# automator



## kmif (9 Novembre 2007)

salut a tous,
je n'arrive pas a enregistrer une action automator...  
je m'explique : je telecharge des clips video via youtube[YOUTUBE][/YOUTUBE], ils arrivent en "get_video", je rajoute ".flv". une fois confirmé, j'ouvre quicktime et j'exporte le dossier vers itunesmusic en format ".m4v". en fin je supprime le dossier get_video.flv.
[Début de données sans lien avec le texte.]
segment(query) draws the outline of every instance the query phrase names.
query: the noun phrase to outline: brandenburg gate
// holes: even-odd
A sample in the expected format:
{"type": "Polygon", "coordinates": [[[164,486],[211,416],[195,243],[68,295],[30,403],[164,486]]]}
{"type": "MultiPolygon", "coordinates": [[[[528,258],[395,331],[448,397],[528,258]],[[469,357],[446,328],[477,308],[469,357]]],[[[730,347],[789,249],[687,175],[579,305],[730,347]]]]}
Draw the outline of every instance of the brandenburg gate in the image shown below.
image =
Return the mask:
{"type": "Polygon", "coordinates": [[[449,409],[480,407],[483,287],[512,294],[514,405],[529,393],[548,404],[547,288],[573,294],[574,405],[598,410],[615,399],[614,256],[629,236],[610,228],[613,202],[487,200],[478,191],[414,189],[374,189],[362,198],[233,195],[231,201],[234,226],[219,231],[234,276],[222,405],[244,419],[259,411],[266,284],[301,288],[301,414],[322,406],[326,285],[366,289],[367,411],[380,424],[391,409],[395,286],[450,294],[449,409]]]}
sur automator, le test exporter via quicktime marche mais ne s'enregistre pas.
il parait qu'automator est pratique... faudrait d'abord que ça marche 
si quelqu'un a une idée?


----------



## PoorMonsteR (9 Novembre 2007)

kmif a dit:


> salut a tous,
> je n'arrive pas a enregistrer une action automator...
> je m'explique : je telecharge des clips video via youtube, ils arrivent en "get_video", je rajoute ".flv". une fois confirm&#233;, j'ouvre quicktime et j'exporte le dossier vers itunesmusic en format ".m4v". en fin je supprime le dossier get_video.flv.
> 
> ...



Bonjour,
Je ne connais pas Automator, mais tu peux transformer aussi des ".flv" avec iSquint.


----------



## Deleted member 18124 (9 Novembre 2007)

PoorMonsteR a dit:


> Bonjour,
> tu peux transformer aussi des ".flv" avec iSquint.


Très bonne suggestion


----------



## PoorMonsteR (9 Novembre 2007)

iDuck a dit:


> Très bonne suggestion





Je suis meilleur qu'avec les rediff de vidéos.


----------



## kmif (9 Novembre 2007)

j'ai du mal me faire comprendre... mon probleme n'est pas de convertir le format ( j'utilise quicktime pro) mais de "comment configurer automator pour qu'il execute les processsus"
cela dit iSquint est aussi un bon logiciel


----------



## PoorMonsteR (9 Novembre 2007)

kmif a dit:


> (...)  mon probleme n'est pas de convertir le format ( j'utilise quicktime pro) mais de "comment configurer automator pour qu'il execute les processsus"  (...)



Aie ! :rose:

J'ai mal compris alors.


----------



## Deleted member 18124 (9 Novembre 2007)

PoorMonsteR a dit:


> Je suis meilleur qu'avec les rediff de vidéos.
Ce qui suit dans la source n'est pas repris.